Duas empresas automobilísticas, GM e Ford, anunciaram o fechamento de fábricas em São Paulo recentemente. Como foi o esforço para reverter essas decisões? Agi como deve agir um governador, em defesa da economia e do emprego em seu estado. O anúncio do fechamento de oito fábricas da GM no mundo foi feito em dezembro, pela CEO da empresa, em Detroit. Duas fábricas seriam fechadas em São Paulo, e 65 000 pessoas ficariam desempregadas. Fomos construir uma alternativa na primeira semana de governo que pudesse reconquistar a GM. Deu certo. Criamos o programa Incentivauto, que beneficia apenas empresas que estão em São Paulo — portanto não há nenhuma guerra fiscal. Foi a solução do entendimento e da credibilidade, em uma decisão compartilhada, com a participação inclusive de dois sindicatos que são vinculados à CUT e ao PT, cujos dirigentes entenderam que é mais importante defender empregos do que política partidária ou ideológica. E vamos ter o mesmo êxito com a Ford.

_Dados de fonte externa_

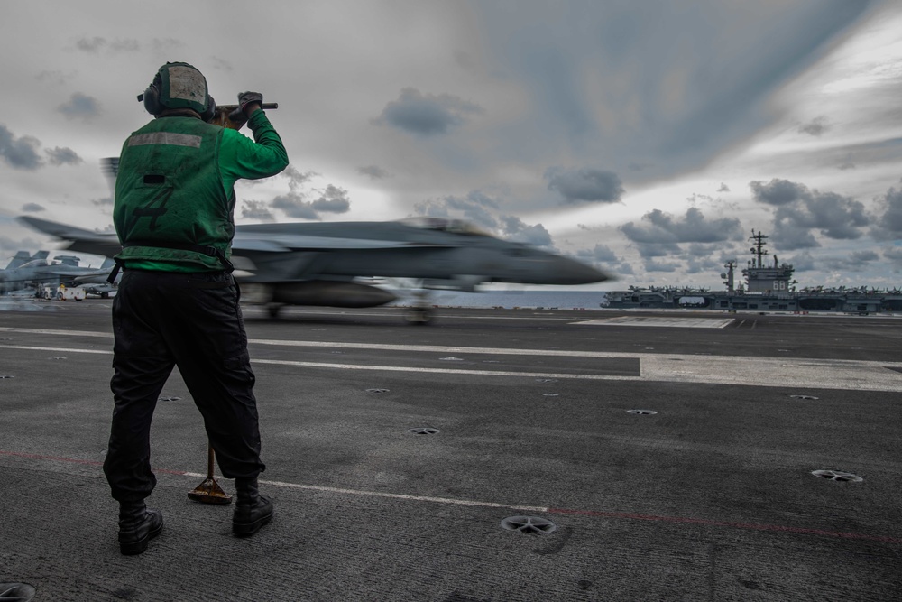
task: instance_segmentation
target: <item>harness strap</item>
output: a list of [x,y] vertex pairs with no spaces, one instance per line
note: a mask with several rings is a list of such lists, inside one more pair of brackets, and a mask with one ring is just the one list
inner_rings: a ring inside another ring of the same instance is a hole
[[[122,247],[127,248],[129,246],[155,246],[161,249],[177,249],[179,251],[194,251],[195,253],[202,253],[205,255],[210,257],[216,257],[222,263],[223,267],[226,272],[232,273],[235,272],[235,265],[232,264],[228,259],[226,258],[226,255],[215,246],[201,246],[199,245],[179,245],[179,243],[167,243],[165,245],[161,245],[159,243],[143,243],[141,241],[133,241],[131,243],[125,243]],[[119,270],[124,264],[124,260],[113,258],[115,262],[115,265],[110,270],[110,275],[106,277],[106,282],[112,284],[115,281],[115,277],[119,275]]]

O senhor fala muito do combate ao crime. Quando se verão resultados? Já conseguimos resultados em cinco meses. Reduzimos os índices de criminalidade. Isso é prova de ação eficiente e de coordenação de funções de política pública na área de segurança. Nos quatro primeiros meses, foram apreendidas 52 toneladas de drogas, 42% a mais em comparação com o mesmo período do ano passado, e as prisões cresceram 5%, também em relação ao mesmo período de 2018. Em 34 dias de governo, colocamos 22 chefes do PCC em prisões federais, em isolamento. E depois colocamos mais três líderes no mesmo regime — são 25 hoje. Isso foi fruto de planejamento, de ação integrada com o Ministério da Justiça, incluindo o ministro Sergio Moro.

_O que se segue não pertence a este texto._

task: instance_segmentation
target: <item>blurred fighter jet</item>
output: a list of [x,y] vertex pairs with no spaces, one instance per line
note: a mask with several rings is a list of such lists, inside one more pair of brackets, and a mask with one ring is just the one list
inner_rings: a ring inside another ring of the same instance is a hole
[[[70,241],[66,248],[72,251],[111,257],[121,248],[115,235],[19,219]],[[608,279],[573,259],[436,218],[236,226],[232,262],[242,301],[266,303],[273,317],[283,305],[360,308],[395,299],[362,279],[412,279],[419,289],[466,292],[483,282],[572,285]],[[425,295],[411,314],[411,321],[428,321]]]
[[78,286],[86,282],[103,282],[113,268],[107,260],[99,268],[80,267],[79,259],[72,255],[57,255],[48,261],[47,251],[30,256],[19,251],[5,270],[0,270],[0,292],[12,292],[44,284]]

Há possibilidade de PSDB e PSL se aliarem em algumas cidades nas eleições municipais do ano que vem? É possível. Há pessoas de boa qualidade no PSL, como há no PP, no DEM. Aproximar essas pessoas dentro do mesmo campo faz parte do jogo democrático. Mas, em São Paulo, minha posição é definitiva: meu candidato se chama Bruno Covas.

É mais difícil ser prefeito ou governador? Prefeito. A demanda que recai sobre o prefeito é enorme e cotidiana. O prefeito, por causa dessa demanda, tem dificuldade de planejar e trabalhar de médio a longo prazo, como faz o governador. Por isso tenho um enorme respeito pelos prefeitos. Sou um governador municipalista por convicção.

O senhor é candidato à Presidência em 2022? Não é hora de discutir esse tema. É hora de governar.

E reeleição para governador? Não serei candidato à reeleição em hipótese alguma. Sou contra a reeleição. Historicamente, ela produziu mais deficiências do que bons resultados.